Roberts, who has served in the Senate since 1997, successfully fended off a challenge from Wolf, a tea party-backed physician who was endorsed by groups like the Senate Conservatives Fund. With the brutal intraparty battle behind him, Roberts goes on to face Shawnee County district attorney Chad Taylor (D) in November's general election. Early polls show Roberts with a commanding lead over Taylor.

Below, more details from the Associated Press:

U.S. Sen. Pat Roberts fended off an aggressive challenger Tuesday in the Kansas Republican primary, dealing another blow to a national tea party movement that has targeted longtime Washington incumbents.

Milton Wolf, 43, a Leawood radiologist making his first run for public office, failed to pull the upset in the race against Roberts, 78, whose political career dates to the late 1960s, when he was a congressional aide.

After surviving the primary, Roberts is a huge favorite to win his fourth, six-year term in November.

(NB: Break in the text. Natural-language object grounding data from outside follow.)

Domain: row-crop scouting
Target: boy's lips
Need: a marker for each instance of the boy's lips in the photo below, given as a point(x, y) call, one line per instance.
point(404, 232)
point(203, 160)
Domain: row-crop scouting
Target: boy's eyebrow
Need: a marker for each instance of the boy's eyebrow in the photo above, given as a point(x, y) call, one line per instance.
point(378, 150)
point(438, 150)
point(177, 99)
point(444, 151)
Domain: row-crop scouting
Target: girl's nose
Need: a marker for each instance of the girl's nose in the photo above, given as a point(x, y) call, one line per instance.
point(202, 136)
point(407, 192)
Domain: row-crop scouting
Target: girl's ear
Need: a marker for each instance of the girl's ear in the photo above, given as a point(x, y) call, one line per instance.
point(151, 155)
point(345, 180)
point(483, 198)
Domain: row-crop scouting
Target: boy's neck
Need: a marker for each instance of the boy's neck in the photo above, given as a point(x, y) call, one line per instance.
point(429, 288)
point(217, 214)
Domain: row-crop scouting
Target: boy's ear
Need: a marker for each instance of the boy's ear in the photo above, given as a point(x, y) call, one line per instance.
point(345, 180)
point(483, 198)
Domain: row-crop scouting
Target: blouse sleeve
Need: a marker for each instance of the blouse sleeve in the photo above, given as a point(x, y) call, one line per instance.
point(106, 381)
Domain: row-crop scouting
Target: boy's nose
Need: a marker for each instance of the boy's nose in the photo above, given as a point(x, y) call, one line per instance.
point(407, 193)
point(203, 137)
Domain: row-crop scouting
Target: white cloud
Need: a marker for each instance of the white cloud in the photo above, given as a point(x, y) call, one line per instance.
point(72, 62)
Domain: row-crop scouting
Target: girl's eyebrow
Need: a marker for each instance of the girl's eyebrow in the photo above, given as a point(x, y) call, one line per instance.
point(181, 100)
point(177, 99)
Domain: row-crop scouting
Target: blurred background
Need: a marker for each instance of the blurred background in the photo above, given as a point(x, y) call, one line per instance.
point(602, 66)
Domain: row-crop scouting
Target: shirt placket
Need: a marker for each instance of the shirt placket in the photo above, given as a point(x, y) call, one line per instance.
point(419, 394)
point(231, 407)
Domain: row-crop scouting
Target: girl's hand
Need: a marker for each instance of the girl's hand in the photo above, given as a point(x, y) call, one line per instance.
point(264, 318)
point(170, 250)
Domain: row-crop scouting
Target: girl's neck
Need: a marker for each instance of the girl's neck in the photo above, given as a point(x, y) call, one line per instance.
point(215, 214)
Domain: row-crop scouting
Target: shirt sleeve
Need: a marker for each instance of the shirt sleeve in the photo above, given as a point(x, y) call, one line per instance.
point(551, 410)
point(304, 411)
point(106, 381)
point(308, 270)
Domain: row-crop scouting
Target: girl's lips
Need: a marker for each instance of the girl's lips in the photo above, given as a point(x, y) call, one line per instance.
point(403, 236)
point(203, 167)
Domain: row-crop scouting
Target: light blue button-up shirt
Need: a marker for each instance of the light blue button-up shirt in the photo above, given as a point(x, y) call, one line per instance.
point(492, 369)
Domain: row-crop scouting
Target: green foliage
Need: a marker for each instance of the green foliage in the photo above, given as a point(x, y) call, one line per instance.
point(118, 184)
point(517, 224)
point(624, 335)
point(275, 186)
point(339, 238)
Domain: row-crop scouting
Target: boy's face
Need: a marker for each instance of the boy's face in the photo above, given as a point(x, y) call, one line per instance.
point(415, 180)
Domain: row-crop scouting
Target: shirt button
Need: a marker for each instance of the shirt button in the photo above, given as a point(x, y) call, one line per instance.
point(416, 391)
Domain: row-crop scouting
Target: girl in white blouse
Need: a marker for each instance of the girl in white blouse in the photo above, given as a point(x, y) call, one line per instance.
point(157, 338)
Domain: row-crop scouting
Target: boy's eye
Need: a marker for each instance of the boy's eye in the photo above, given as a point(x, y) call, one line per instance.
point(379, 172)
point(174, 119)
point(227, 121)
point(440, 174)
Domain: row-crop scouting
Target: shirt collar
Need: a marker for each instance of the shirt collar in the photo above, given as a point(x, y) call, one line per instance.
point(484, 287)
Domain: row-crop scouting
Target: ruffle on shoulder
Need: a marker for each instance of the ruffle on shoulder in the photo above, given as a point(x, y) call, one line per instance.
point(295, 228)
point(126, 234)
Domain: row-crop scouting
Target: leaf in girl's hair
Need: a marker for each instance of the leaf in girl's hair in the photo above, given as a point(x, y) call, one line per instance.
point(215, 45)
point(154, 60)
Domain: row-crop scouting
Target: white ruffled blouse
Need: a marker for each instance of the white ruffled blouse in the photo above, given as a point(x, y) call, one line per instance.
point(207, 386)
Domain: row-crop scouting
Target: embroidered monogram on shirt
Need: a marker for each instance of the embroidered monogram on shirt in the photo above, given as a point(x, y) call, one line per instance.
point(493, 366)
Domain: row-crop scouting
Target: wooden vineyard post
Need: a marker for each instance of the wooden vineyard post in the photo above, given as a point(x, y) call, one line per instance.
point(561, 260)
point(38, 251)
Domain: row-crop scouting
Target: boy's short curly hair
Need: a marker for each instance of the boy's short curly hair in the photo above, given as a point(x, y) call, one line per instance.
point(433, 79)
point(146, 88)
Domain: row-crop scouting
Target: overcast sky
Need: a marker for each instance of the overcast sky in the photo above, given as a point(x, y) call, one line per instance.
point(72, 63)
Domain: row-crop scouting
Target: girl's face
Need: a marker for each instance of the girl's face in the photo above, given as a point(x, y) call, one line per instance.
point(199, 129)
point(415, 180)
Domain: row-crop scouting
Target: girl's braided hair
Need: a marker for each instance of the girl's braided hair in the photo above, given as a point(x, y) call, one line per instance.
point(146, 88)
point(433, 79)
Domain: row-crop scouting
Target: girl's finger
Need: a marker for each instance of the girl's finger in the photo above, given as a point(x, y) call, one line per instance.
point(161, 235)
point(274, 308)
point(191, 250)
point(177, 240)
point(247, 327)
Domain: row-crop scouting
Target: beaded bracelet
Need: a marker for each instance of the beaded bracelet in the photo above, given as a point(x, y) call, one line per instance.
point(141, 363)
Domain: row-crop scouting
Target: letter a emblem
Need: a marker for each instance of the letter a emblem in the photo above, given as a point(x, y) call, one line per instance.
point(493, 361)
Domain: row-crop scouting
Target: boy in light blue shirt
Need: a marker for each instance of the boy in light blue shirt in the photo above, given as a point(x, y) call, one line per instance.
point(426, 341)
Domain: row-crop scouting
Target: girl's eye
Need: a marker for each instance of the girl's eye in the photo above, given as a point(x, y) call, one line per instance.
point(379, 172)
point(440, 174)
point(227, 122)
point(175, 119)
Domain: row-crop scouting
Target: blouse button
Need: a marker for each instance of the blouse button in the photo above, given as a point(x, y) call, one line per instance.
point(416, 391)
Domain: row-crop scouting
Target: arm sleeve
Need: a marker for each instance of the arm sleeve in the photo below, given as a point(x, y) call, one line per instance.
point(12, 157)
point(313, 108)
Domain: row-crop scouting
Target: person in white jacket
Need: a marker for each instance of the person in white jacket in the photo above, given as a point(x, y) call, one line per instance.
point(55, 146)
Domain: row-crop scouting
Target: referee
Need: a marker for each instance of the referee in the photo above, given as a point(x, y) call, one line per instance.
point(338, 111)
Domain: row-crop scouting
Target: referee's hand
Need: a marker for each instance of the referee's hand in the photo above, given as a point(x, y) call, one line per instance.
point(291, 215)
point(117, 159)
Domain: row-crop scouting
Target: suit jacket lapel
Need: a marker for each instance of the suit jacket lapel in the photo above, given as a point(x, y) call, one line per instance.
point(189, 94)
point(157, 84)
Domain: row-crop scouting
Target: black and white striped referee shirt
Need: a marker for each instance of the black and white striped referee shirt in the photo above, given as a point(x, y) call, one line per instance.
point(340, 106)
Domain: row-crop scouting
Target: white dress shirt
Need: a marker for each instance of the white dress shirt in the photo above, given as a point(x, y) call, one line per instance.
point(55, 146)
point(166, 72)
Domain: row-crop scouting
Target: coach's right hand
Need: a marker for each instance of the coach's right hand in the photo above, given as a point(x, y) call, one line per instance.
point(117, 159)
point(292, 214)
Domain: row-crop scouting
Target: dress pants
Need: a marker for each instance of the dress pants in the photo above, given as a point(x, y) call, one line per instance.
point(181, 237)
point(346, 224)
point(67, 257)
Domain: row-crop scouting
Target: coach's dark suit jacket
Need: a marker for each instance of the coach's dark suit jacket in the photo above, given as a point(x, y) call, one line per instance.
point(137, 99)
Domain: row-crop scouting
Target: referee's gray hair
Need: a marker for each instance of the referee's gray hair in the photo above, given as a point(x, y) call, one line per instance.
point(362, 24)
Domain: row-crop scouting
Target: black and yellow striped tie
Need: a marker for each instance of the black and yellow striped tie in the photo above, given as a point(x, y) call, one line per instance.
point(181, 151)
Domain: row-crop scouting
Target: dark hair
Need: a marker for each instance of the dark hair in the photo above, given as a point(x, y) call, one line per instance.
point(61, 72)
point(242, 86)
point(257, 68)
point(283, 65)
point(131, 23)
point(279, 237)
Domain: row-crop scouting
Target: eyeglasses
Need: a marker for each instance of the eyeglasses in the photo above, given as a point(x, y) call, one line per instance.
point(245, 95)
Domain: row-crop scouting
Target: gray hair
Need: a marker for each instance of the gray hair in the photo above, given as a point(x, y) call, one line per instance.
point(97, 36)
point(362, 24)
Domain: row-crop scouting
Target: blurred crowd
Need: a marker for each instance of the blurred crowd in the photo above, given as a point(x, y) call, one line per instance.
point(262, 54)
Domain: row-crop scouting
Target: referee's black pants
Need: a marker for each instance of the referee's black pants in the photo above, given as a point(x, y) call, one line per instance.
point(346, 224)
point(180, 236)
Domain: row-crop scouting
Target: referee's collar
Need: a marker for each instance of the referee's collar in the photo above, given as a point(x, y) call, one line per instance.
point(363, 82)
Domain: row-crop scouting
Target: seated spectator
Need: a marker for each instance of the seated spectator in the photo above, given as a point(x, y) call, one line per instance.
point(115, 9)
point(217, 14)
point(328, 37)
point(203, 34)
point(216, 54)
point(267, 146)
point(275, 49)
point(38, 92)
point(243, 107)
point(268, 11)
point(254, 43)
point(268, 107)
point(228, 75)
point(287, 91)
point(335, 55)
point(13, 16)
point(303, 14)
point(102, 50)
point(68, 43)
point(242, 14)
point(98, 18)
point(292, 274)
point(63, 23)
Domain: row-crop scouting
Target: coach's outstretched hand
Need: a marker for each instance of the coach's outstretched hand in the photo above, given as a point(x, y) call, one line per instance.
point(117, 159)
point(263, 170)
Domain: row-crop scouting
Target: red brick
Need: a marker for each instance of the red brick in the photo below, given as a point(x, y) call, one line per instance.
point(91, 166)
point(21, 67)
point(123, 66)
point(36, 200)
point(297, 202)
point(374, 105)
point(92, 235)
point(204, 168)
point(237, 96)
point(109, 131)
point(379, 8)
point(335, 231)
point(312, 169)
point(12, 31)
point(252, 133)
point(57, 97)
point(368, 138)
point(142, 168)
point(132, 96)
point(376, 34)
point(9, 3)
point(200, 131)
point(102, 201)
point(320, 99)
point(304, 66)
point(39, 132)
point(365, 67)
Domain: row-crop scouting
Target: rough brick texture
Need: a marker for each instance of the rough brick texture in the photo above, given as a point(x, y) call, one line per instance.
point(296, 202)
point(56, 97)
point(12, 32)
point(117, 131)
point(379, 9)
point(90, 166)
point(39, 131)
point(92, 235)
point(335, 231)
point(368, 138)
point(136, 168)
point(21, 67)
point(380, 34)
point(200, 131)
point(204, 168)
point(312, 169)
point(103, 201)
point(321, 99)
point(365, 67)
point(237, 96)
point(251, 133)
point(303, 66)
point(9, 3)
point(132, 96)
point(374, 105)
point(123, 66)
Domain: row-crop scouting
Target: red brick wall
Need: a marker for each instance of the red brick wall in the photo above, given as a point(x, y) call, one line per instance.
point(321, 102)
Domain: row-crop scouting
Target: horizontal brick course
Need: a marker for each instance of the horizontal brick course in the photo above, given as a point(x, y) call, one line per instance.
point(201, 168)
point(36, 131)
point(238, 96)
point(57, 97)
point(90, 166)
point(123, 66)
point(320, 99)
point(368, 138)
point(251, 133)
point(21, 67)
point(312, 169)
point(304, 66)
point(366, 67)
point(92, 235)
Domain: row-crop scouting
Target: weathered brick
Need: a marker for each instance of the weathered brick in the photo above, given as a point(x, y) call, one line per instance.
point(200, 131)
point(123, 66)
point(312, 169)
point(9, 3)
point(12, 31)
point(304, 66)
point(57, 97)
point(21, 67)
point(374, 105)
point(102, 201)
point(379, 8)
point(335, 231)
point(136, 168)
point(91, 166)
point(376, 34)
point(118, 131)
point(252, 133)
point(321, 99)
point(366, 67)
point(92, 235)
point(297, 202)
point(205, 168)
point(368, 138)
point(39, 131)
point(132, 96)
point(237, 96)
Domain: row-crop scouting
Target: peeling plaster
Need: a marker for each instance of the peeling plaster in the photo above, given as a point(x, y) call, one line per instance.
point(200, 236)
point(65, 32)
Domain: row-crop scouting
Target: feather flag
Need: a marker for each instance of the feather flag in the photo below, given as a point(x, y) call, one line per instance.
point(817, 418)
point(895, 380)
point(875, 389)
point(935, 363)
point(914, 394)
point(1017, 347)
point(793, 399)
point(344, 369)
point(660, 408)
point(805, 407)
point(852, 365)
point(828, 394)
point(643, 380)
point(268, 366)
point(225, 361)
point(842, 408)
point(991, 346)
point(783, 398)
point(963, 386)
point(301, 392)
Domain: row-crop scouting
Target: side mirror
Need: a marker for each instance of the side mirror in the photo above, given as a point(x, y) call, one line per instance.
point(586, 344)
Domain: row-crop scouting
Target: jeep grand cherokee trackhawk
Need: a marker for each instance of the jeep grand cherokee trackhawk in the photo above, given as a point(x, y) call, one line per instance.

Republicans enjoy a nearly 20 percentage-point advantage among registered voters and have won every U.S. Senate race in the past 80 years.

Wolf has said he is a distant relative of President Barack Obama but stresses his strong opposition to the Democrat's signature health care overhaul. He said his mother and Obama's grandmother were cousins, describing himself as a second cousin, once removed, of the president. He acknowledges that they did not meet until after Obama was elected.

Later, he attacked Roberts as a career politician out-of-touch with Kansas.

Roberts overcame an early-July gaffe in a radio interview about the rented space in a Dodge City home he lists as his official residence and attacked Wolf relentlessly over questionable postings of graphic X-ray images on a personal Facebook page in 2010.

Wolf had the backing of national tea party groups that were energized by U.S. House Majority Leader Eric Cantor's loss in Virginia's GOP primary in June.